Pagel, a government raptor ecologist since 1983 who’s also worked with the U.S. Forest Service, noted that the Journal or Raptor Research paper is far from being the final word on the extent of injuries eagles have suffered from wind turbine encounters.
“We relied on voluntary reports from turbine operators and other reports that were publicly available,” Pagel said. “We excluded 17 possible mortalities because we just couldn’t confirm them.” In the absence of more systematic data collection, notes Pagel, he and his colleagues very likely compiled an incomplete tally of bald and golden eagle deaths due to wind turbine strikes. “I can’t think of a factor that might contribute to our overcounting mortalities,” Pagel told ReWire, “but there are plenty of reasons we have likely undercounted.”

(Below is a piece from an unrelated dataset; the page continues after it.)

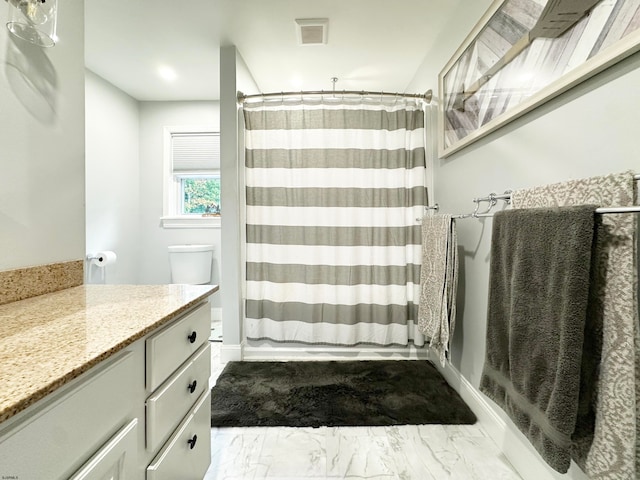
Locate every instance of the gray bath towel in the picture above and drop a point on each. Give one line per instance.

The undercount of bald eagle wind turbine mortalities in particular is perplexing, Pagel noted. “Bald eagles are ecologically very similar to white-tailed eagles in Europe, and there have been a lot of documented white-tailed eagle kills at wind turbines in places like Norway.” One possibility noted in the Journal of Raptor Research paper: where bald eagle territories and wind developments overlap, tall farm crops can make recovery of carcasses unlikely. “If a bald eagle falls into a corn field, we might never find it,” said Pagel.
According to the paper, California and Wyoming led the confirmed death toll with 27 and 31 confirmed mortalities, respectively. (The study omitted the notoriously high mortalities at California’s Altamont Pass Wind Resource Area from consideration.) All of the Wyoming fatalities detailed in the study occurred since 2009, which is about when that state’s fledgling wind infrastructure started taking off.
Wyoming’s death toll is strikingly high compared to states with many more turbines, such as Texas (with one confirmed fatality) and Iowa (with three). Some of the discrepancy might well be due to sampling error: if Texas wind operators are letting eagle deaths go unrecorded, that one reported dead eagle might have plenty of company that’s gone un-remarked upon.
But there’s likely more than sampling error at work here. ReWire asked Pagel what might account for Wyoming’s startling figures. “There are a lot of eagles in Wyoming,” he replied. “Eagles visit Wyoming from as far away as British Columbia and Alaska. The Yellowstone Raptor Initiative has seen 100 migrating eagles in one day at Yellowstone National Park.”
Pagel declined to identify to ReWire any of the wind facilities at which the documented eagle mortalities occurred, citing his restrictions as a federal employee from disclosing information which many wind companies claim is protected under the Uniform Trade Secrets Act. A cursory Google search, however, reveals that at least 10 of the Wyoming fatalities occurred at Duke Energy’s Top Of The World wind farm after that facility began operations in 2010 near Casper. That would be about a third of all the state’s documented mortalities.
Pagel noted that some of the injuries described were ghastly. “There was plenty of blunt force trauma in these reports,” Pagel said. “Some of the birds were thrown long distances. Some of them had had portions of their bodies separated.”
Given that eagles may move well away from the turbine base after having been injured by a turbine blade, it may be that under-counting such injuries and mortalities is inevitable. And eagles are far from the only birds injured by wind turbines, noted Pagel, who has worked extensively with peregrine falcons and other raptors. “We did not look at other raptors or other birds in this paper. We’re just looking at two species here; bald eagles and golden eagles. We stuck solely to bald and golden eagles. That doesn’t mean other birds aren’t being injured. We just didn’t examine those other species.”